Robinhood Failed to Disclose True Cost of Commission-Free Trades to Customers. The bill for “commission-free” trading is coming due for broker-dealers. Robinhood Financial, LLC (“Robinhood”) had to pay the price when the SEC fined the firm $65 million for misleading customers about revenue sources and failing to satisfy its duty to seek best execution. Established in 2013, Robinhood was one of the first retail broker-dealers to offer commission-free trading to its customers. The big issue in this case was “payment for order flow.” Here’s how it works: Instead of sending customer orders directly to national exchanges, “Robinhood, like other retail broker-dealers, routed its orders to other broker-dealers (often referred to as “principal trading firms” or “electronic market makers”) to either execute those orders or route them to other market centers,” according to the SEC’s order. The market makers paid Robinhood for the right to execute customer trades. SEC rules permit brokers to receive payment for their order flow, as long as the payments do not interfere with their efforts to obtain best execution. Broker-dealers must disclose payments for order flow arrangements on quarterly reports filed under Rule 606 of Regulation NMS.
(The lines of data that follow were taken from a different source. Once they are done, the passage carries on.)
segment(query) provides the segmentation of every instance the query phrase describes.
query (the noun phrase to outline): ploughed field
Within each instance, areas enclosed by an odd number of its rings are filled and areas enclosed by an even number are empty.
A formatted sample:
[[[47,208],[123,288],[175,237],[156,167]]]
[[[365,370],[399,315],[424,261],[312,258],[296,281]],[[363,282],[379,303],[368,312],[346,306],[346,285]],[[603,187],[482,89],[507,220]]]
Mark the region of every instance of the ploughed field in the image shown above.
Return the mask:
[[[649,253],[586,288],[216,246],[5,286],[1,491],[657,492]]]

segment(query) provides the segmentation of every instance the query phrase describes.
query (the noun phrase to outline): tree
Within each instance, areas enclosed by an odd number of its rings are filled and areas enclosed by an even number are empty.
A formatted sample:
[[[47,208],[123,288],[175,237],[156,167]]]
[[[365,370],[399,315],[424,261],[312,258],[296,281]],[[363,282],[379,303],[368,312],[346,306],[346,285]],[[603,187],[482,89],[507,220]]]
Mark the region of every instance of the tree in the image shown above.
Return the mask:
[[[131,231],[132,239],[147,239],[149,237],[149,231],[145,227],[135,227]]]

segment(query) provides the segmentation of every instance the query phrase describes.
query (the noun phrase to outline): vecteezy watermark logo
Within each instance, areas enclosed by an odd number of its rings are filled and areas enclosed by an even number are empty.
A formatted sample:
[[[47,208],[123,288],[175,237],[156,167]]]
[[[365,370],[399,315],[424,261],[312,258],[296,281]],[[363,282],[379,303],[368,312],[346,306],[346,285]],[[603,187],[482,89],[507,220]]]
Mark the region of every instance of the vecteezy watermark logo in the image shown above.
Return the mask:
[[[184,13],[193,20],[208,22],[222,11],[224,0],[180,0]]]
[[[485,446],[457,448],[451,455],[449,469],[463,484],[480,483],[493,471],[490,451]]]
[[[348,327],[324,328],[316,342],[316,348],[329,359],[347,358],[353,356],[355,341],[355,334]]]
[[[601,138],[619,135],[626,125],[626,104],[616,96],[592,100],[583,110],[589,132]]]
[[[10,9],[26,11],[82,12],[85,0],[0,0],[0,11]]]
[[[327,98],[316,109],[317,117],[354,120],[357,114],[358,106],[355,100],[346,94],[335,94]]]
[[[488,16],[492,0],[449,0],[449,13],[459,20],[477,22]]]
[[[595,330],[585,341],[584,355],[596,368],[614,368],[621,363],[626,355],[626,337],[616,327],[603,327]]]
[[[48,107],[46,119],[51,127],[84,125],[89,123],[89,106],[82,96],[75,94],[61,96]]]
The SEC noted that many retail broker-dealers can get better prices (“price improvement”) than those that are publicly available, so the practice can benefit retail investors. There is, however, a trade-off, as Robinhood learned during its negotiations with principal trading firms. Charging more for order flow means less money is available for price improvement. Nonetheless, Robinhood charged principal trading firms four times the going rate for order flow, which ultimately ate into the price improvement investors might have realized on their trades. The SEC found that Robinhood customers lost $34 million due to poor execution compared to competing broker-dealers, even after netting out the approximately $5 per order commissions charged by those brokers at the time.
To add insult to injury, Robinhood was not benchmarking its order execution quality to its competitors until October, 2018. At that point, the data showed that Robinhood’s execution quality lagged behind other retail brokerages by a wide margin. At the same time, the firm’s FAQs on its website claimed that its execution quality matched or beat that of its competitors. Even worse, Robinhood appeared to deliberately hide the fact that it received a significant portion of its revenue from payment for order flow.
The takeaways from this case are that the SEC will continue to look at payments for order flow and how they impact best execution. Broker-dealers and investment advisers should review Rule 606 reports and ask questions about how the routing arrangements might be impacting the execution quality of trades. Contributed by Jaqueline M. Hummel, Partner and Managing Director.